7.5.4 Corrected Akaike’s Information Criterion

\[ AIC_c = AIC + \frac {2(k+1)(k+3)} {T-k-3} \] > Note! The model with the minimum value of the \(AIC_c\) is often the best model for forecasting.

7.5.5 Schwarz’s Bayesian Information Criterion

\[ BIC = T \times log \left( \frac {SSE} T \right) + (k+2) \times log (T) \] > Note! The model with the minimum value of the \(BIC\) is often the best model for forecasting.

7.5.6 Stepwise regression

Backwards stepwise regression:

  • Start with the model containing all potential predictors.
  • Remove one predictor at a time. Keep the model if it improves the measure of predictive accuracy.
  • Iterate until no further improvement.

If the number of predictors is too large, use forward stepwise regression instead.

  • Start with a model that includes only the intercept.
  • Predictors are added one at a time, and the one that most improves the measure of predictive accuracy is retained in the model.
  • The procedure is repeated until no further improvement can be achieved.

Note! Any stepwise approach is not guaranteed to lead to the best possible model, but it almost always leads to a good model.

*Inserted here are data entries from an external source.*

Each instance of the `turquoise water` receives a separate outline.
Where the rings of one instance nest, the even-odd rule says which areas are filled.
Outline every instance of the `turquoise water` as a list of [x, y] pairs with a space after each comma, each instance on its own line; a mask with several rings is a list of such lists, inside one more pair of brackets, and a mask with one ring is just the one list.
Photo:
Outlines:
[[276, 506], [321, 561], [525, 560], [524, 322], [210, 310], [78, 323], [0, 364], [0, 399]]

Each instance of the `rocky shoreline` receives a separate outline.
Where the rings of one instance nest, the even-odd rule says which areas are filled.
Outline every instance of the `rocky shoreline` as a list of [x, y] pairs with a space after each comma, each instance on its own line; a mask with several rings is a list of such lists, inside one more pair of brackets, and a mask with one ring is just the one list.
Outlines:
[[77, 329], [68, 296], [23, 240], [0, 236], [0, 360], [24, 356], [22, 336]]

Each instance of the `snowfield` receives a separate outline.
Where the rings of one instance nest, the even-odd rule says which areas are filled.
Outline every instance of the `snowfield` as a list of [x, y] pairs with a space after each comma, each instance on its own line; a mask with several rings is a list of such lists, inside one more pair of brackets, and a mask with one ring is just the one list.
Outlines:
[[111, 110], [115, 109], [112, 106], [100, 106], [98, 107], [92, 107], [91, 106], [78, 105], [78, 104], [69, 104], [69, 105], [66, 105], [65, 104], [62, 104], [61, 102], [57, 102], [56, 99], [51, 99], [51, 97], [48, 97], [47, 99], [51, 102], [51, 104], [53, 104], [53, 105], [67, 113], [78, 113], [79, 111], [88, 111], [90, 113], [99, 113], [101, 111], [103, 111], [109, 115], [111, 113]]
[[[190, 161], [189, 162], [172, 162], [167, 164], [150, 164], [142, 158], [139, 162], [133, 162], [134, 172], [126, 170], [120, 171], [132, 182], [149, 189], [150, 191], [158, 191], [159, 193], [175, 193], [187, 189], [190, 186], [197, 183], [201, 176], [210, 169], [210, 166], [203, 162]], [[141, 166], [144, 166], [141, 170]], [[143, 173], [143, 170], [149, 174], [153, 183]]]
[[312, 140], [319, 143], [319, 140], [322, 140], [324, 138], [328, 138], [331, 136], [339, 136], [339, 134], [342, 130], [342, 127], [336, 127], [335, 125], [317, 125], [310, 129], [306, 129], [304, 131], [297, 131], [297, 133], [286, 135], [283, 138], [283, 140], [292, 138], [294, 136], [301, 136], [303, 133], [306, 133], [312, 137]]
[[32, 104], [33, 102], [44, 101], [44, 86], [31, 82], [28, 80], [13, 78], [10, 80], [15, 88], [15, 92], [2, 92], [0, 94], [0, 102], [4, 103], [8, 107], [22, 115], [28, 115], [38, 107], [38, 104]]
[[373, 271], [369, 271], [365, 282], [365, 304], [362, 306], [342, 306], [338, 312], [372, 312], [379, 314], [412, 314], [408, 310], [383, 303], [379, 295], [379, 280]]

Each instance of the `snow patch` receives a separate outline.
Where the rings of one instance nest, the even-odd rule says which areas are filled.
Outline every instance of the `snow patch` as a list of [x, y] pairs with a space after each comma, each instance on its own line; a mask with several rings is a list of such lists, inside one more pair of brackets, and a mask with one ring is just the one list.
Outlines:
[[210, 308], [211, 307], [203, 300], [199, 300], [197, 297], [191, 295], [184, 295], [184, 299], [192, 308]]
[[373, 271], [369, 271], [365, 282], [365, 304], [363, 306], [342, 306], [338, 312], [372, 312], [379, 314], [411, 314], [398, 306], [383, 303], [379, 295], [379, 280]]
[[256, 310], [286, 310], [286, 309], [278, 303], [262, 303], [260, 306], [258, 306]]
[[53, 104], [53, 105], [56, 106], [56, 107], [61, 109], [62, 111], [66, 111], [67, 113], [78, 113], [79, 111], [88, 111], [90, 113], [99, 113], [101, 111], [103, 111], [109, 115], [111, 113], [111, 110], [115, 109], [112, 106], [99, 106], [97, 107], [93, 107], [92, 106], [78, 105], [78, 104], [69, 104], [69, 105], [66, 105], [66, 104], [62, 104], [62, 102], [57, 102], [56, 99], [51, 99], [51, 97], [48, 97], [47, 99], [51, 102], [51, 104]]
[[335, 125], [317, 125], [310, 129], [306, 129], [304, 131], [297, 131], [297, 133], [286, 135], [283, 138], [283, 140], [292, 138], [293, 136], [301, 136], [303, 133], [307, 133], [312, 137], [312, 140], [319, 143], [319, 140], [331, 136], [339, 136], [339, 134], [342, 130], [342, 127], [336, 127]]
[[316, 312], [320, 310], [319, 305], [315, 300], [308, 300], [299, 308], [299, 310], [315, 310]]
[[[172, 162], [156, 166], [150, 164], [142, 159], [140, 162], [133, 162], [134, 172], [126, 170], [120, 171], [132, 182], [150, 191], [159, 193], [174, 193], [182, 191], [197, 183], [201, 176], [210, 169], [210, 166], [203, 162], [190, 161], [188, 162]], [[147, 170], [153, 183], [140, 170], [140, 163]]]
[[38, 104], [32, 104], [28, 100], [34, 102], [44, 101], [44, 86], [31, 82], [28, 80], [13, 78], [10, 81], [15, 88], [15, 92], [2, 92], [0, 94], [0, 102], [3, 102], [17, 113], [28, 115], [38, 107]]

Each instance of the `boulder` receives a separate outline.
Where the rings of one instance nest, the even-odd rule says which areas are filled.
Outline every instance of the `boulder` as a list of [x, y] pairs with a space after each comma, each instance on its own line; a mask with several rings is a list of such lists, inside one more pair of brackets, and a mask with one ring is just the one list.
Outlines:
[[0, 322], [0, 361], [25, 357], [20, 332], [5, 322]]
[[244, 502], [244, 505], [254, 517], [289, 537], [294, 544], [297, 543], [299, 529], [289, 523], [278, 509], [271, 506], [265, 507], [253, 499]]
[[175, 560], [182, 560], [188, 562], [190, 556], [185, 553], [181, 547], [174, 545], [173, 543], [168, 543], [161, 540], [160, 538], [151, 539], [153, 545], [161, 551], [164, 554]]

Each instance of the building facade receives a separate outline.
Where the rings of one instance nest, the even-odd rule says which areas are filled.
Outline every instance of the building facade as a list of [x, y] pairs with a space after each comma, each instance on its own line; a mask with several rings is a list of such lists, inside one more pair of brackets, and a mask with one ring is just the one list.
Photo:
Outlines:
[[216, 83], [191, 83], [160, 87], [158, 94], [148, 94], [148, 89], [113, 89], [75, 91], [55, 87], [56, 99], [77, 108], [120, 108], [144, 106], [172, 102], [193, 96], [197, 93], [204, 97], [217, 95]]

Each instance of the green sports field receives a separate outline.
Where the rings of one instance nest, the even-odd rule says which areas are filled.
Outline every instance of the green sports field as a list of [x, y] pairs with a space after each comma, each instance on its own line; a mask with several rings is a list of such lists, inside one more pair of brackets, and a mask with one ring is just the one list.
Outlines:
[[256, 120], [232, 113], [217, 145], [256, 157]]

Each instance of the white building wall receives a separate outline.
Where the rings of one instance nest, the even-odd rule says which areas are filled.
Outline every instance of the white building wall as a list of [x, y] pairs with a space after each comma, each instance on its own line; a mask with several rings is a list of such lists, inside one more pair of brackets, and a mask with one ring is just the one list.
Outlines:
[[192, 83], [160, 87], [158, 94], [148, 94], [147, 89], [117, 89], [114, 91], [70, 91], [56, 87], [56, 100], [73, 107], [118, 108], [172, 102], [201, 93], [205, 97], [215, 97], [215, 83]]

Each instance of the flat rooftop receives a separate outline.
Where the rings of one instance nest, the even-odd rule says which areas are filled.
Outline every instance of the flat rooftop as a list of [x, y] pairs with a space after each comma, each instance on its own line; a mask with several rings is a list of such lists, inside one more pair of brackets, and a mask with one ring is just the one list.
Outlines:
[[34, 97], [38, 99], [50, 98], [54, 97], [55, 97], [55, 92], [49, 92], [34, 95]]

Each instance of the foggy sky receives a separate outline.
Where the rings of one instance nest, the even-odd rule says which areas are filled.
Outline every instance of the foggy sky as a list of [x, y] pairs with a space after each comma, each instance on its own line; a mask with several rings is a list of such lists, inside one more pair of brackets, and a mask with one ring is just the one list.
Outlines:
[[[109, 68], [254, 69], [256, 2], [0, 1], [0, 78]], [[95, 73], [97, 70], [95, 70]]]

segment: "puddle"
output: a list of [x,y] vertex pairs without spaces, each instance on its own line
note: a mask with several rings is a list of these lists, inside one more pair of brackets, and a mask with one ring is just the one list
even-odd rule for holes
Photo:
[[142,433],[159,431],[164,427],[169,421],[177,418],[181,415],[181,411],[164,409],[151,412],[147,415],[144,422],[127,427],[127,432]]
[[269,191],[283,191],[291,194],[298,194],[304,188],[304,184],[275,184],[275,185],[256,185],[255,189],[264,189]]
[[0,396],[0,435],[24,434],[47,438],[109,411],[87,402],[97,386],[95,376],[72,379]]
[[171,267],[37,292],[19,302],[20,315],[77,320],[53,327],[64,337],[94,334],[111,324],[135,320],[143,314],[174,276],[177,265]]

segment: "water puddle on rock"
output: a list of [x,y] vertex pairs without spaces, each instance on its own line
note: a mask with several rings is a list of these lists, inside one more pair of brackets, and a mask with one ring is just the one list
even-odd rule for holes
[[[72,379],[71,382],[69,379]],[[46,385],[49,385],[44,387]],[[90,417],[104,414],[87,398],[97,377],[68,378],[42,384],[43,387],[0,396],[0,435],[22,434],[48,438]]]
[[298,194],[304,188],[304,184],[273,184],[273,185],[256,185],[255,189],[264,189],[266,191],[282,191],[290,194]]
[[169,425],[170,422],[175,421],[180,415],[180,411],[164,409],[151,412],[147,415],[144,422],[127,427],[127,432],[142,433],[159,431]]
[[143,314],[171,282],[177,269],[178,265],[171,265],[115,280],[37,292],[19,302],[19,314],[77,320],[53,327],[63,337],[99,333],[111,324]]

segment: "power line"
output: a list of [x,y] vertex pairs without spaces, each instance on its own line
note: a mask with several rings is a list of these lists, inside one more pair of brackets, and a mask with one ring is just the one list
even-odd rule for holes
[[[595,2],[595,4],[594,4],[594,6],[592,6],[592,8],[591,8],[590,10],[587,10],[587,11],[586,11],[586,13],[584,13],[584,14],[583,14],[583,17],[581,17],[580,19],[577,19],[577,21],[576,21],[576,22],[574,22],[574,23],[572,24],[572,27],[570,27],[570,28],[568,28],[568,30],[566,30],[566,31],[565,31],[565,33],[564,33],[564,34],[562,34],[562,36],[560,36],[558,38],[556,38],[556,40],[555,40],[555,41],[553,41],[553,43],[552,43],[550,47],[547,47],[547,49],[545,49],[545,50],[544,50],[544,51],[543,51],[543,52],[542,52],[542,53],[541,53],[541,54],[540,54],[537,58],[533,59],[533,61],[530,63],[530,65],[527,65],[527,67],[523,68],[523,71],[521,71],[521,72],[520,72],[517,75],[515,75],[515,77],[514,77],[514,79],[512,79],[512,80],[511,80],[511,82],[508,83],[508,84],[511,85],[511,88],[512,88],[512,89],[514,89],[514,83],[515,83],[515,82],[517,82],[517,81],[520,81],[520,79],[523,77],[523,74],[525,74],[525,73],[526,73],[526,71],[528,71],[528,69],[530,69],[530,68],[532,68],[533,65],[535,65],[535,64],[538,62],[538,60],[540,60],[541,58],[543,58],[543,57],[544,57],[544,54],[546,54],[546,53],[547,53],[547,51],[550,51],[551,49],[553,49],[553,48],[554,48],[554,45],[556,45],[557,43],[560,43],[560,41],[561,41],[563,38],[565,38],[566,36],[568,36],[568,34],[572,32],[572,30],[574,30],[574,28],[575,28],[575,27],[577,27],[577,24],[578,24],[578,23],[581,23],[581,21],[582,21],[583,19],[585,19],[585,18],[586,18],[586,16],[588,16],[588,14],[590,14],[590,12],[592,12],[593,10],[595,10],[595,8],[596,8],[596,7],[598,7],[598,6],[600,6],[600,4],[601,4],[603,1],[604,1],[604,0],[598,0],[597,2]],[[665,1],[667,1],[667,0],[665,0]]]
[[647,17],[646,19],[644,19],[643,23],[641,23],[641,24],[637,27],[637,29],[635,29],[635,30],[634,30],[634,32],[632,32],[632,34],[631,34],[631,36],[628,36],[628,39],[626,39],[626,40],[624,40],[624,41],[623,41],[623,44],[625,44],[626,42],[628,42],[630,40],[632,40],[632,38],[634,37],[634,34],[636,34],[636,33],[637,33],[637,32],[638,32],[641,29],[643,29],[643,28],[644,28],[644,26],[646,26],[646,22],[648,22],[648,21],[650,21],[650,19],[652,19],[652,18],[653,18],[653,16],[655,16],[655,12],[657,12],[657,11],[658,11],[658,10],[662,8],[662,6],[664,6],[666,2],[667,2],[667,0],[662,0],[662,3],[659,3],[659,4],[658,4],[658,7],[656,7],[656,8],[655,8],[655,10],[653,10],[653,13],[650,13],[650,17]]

7.6 Forecasting with regression

The source of the section

recent_production <- aus_production |>
  filter(year(Quarter) >= 1992) 

fit_beer <- recent_production |>
  model(TSLM(Beer ~ trend() + season()))

fc_beer <- fit_beer |> forecast()

fc_beer |>
  autoplot(recent_production) +
  labs(
    title = "Forecasts of beer production using regression",
    y = "megalitres"
  )

7.6.1 Scenario based forecasting

fit <- us_change |>
  model(
     lm = TSLM(Consumption ~ Income + Savings + Unemployment)
  )

future_scenarios <- scenarios(
  Increase = new_data(us_change, 4) |>
              mutate(Income = 1, Savings = 0.5, Unemployment = 0),
  Decrease = new_data(us_change, 4) |>
              mutate(Income = -1, Savings = -0.5, Unemployment = 0),
  names_to = 'Scenario'
)

fc <- fit |> forecast(new_data = future_scenarios)

us_change |>
  autoplot(Consumption) +
  autolayer(fc) +
  labs(title = "US consumption", y = "% change")

7.6.2 Prediction intervals

fit_cons <- us_change |>
  model(TSLM(Consumption ~ Income))
new_cons <- scenarios(
  "Average increase" = new_data(us_change, 4) |>
    mutate(Income = mean(us_change$Income)),
  "Extreme increase" = new_data(us_change, 4) |>
    mutate(Income = 12),
  names_to = "Scenario"
)
fcast <- forecast(fit_cons, new_cons)

us_change |>
  autoplot(Consumption) +
  autolayer(fcast) +
  labs(title = "US consumption", y = "% change")

7.7 Nonlinear regression

The source of the section

Non-linear regression: \[ ln(y) = \beta_0 + \beta_1ln(x) +\varepsilon \]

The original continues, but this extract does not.